Breaking Brazil Sao Paulo 2022

The first Brazilian National Breaking Championship in history has been successfully held in São Paulo, and by all accounts it could become a template for similar competitions around the world.

The two-day event was jointly organized by the Conselho Nacional de Dança Desportiva (CNDD) and International Master Crews  and marked the start of the national ranking phase for the Olympic Games Paris 2024, where Breaking will make its Olympic debut.

The competition attracted over 5,000 spectators, with thousands  more watching online thanks to live coverage on Canal Olímpico, the official channel of the Brazilian Olympic Committee (COB).
The battles featured 117 Breakers from 18 states and all five regions of the country and were on fire from the outset, routinely bringing the assembled crowds to their feet.

In the end it was b-boy Luan San and b-girl Toquinha who emerged triumphant, overcoming b-boy Leony and b-girl Mini Japa, respectively, in the finals. B-boy Rato EVN and b-girl Fran rounded out the medals podium.

In the kids’ competition, 13-year-old b-boy Samukinha won gold, 12-year-old b-girl Mary D claimed silver and 12-year old b-girl Angel won bronze.

The event was a crucial opportunity for organizers to gauge the level of talent in Brazil and for athletes to get their first taste of the WDSF judging system that will be used in Olympic qualifying and at the Games in 2024.

On hand to officiate the proceedings was an international panel of officials that included:

  • Bojin (Chinese Taipei) - WDSF Presidium Member & WDSF Breaking Division Head
  • Max (Portugal) - WDSF Breaking Event Management Specialist
  • MG (Slovakia) - Technical Delegate and WDSF Breaking Ranking System Specialist
  • Kadoer (Spain) – WDSF Judge (Trivium)
  • Dora (Hungary) - WDSF Judge (Trivium)
  • Migaz (Brazil) - CNDD Arbitration Commission

The event received high praise across the board: from the level of competition to the selection of the venue to logistics and event management.

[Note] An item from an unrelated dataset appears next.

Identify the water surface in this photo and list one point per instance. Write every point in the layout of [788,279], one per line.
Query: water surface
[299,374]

“This was the best Nationals I have attended so far,” said Max, a sentiment shared by fellow officials Bojin and MG. “They brought an authentic Breaking approach that kept the values of Hip Hop culture while combining it with sport. All I can say is: ‘Bravo’!”

MG added that the event “could definitely become a standard for other countries to follow,” adding that the seminars and workshops offered after the battles provided a great chance for national team hopefuls and the CNDD to better understand the qualification process for the Olympic Games Paris 2024, the WDSF ranking system, event structure and other important topics.

“I really hope a Breaking For Gold World Series and Challenge Series event will take place in 2023 in Brazil, as it’s crucial for the further development of the Latin America region,” MG added. “This would also be a great opportunity for the international Breaking community to experience Brazilian culture and a high-quality event.”

Following the success of the event, a Breaking for Gold World Series and Challenge Series in Brazil are now being seriously considered by the CNDD, according to its President Patric Tebaldi.

“We at the CNDD are doing our best to develop the Breaking discipline in Brazil,” Tebaldi said. “Organizing a Brazilian Championship of this size and with this quality is the merit of our team and the partnerships we are building, especially with our National Olympic Committee, the COB.

“The success of our event is something replicable and possible, and now we want to do it at an international level. Bringing a BfG World Series and a Challenge Series to Brazil is the next step in the evolution of this success. We hope to see the world in Brazil.”